I always found onedrive services to be faster than google drive(the pdf viewer for instance).It seems that,recently,Gdrive downgraded their default pdf viewer,while proposing third party alternatives(which is an interesting system,I'm in the process of developping a good epub viewer for gdrive).
Afaik,what MS does is,as much as possible,do things server side instead of client side.For instance,online excel calculations are done server side then the resulting cells are just HTML fragments sent to the ajax callback.
It makes client apps consume way less memory,since less data is stored on the client.
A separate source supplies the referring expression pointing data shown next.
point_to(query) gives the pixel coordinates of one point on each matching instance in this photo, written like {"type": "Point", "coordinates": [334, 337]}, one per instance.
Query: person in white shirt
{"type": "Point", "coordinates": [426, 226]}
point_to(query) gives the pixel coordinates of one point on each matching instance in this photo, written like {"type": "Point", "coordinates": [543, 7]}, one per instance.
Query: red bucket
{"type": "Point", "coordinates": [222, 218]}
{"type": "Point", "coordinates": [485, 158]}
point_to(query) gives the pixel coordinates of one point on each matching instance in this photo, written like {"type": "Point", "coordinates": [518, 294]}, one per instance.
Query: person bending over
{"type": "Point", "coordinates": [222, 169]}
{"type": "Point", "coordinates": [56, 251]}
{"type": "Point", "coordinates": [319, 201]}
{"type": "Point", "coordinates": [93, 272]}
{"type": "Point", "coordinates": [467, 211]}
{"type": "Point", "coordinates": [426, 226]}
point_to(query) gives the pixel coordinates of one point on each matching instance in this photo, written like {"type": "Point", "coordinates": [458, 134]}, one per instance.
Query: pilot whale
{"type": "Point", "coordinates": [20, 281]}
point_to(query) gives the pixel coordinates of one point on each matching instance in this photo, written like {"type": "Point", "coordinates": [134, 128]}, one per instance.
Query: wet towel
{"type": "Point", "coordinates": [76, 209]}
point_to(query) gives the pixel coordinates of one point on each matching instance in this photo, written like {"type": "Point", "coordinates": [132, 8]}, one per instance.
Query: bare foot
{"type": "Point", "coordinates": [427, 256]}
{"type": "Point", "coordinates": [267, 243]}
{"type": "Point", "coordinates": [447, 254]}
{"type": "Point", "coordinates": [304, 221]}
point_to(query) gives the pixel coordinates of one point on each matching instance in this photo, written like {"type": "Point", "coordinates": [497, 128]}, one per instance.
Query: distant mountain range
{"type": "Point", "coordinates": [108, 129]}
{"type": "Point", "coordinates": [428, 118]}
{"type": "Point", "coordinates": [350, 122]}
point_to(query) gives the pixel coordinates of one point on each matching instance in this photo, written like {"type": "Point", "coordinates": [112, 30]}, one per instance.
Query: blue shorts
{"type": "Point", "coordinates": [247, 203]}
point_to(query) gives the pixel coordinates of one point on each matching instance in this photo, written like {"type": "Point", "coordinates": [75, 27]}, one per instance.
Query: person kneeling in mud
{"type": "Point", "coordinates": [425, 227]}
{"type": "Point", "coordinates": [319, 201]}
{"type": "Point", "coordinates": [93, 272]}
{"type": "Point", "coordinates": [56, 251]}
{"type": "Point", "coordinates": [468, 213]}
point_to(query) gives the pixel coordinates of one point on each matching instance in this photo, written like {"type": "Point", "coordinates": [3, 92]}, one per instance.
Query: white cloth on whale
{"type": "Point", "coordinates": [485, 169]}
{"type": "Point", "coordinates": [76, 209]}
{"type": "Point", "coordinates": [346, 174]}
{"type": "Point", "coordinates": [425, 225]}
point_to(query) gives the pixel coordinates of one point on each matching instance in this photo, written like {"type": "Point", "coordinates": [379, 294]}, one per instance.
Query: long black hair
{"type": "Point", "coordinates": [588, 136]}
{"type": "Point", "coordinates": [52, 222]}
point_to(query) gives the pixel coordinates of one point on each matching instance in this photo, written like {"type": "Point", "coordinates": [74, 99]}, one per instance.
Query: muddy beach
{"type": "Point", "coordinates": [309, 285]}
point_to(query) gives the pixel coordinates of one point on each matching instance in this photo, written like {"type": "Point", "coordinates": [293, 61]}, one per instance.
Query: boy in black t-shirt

I have a crappy Android phone (2.x) and onedrive html app doesnt feel slow on it.On the other hand,I just cant use gmail(ajax versions) or google drive html apps.They are just not responsive.
And this is why GC isn't the be-all and end-all solution to memory management.
(As as for people that are screaming "pauseless GC" - it has throughput issues [generally due to fine grained locking / other synchronization], and also often has a performance hit on your main thread [due to locking or read barriers, generally])
Now, if someone combined a pauseless GC with proper cleanup (i.e. skipping GC altogether) of variables where the compiler could determine when they can be thrown away, matters would be different. (So, in other words, the compiler inserts `malloc` (or whatever) calls, and ensures that every variable created is either `free`d exactly once after it becomes unreachable or is added to the set tracked by the GC (or is a constant - especially pertinent with strings). With (hidden) local variables to track control flow when different branches cause different allocations.)